Ifwersen then switched codes to rugby league, joining the North Shore Albions where he debuted for them on 3 May 1913. He scored a try in a 13–10 win over the reigning champions Newton Rangers. He played for Auckland before representing his club and made the 1913 New Zealand tour of Australia. The following year he joined the newly formed Grafton Athletic senior team. He performed outstandingly for them and led the competition in scoring in 1914 with 66 points and in 1915 with 78 points which greatly assisted Grafton in winning their first ever championship. Indeed, he scored 146 of their 193 points in those two seasons. In the 1916 season he once again led the league in scoring with 56 points however the 1917 season was to be a frustrating one with his Grafton team struggling for playing numbers and they were forced to default matches before dropping out of the competition.
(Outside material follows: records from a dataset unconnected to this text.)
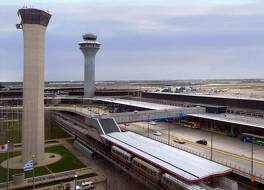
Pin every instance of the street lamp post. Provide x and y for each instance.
(33, 158)
(211, 133)
(7, 163)
(252, 163)
(148, 125)
(168, 132)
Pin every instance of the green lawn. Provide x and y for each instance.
(67, 162)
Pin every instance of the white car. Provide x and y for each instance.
(153, 123)
(157, 133)
(85, 186)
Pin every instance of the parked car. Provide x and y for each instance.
(153, 123)
(157, 133)
(180, 141)
(202, 141)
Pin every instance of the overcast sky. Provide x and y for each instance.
(142, 39)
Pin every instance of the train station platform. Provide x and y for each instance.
(181, 164)
(250, 121)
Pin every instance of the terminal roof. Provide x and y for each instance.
(257, 122)
(181, 164)
(134, 103)
(89, 37)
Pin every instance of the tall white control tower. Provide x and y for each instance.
(33, 23)
(89, 47)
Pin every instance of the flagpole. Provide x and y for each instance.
(7, 181)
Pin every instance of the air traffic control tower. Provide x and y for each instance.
(89, 47)
(33, 23)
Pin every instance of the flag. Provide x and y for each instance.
(29, 165)
(3, 147)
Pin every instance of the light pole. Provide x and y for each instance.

In 1918 though he again was prolific, scoring 4 tries, and kicking 27 goals for 66 points to lead the league in scoring for a remarkable 5th season out of six. He also represented Auckland in their first match in a number of years and he scored 2 tries and kicked 4 goals in a 45–9 win over Canterbury in front of 10,000 spectators at the Auckland Domain.

==World War==
Ifwersen was part of the advance to Samoa at the start of the war before rejoining Grafton for the 1915 season. He joined the twenty-eighth draft which mobilised for camp on 10 April 1917. He travelled with the 3rd Auckland Mounted Rifles for Egypt where he also played for the New Zealand Army team. He did not spend a large amount of time abroad as he was frequently in Auckland playing for Grafton throughout the war and his war record like most others who served during World War I is lacking in specific details.

==Return to league==
Despite serving in the armed forces Ifwersen still managed to turn out for Grafton at stages in every year of the war. He made the New Zealand side again after the conclusion of the war when representative matches resumed. He captained the Kiwis in 4 matches in 1919 and again against the 1920 Great Britain tourists.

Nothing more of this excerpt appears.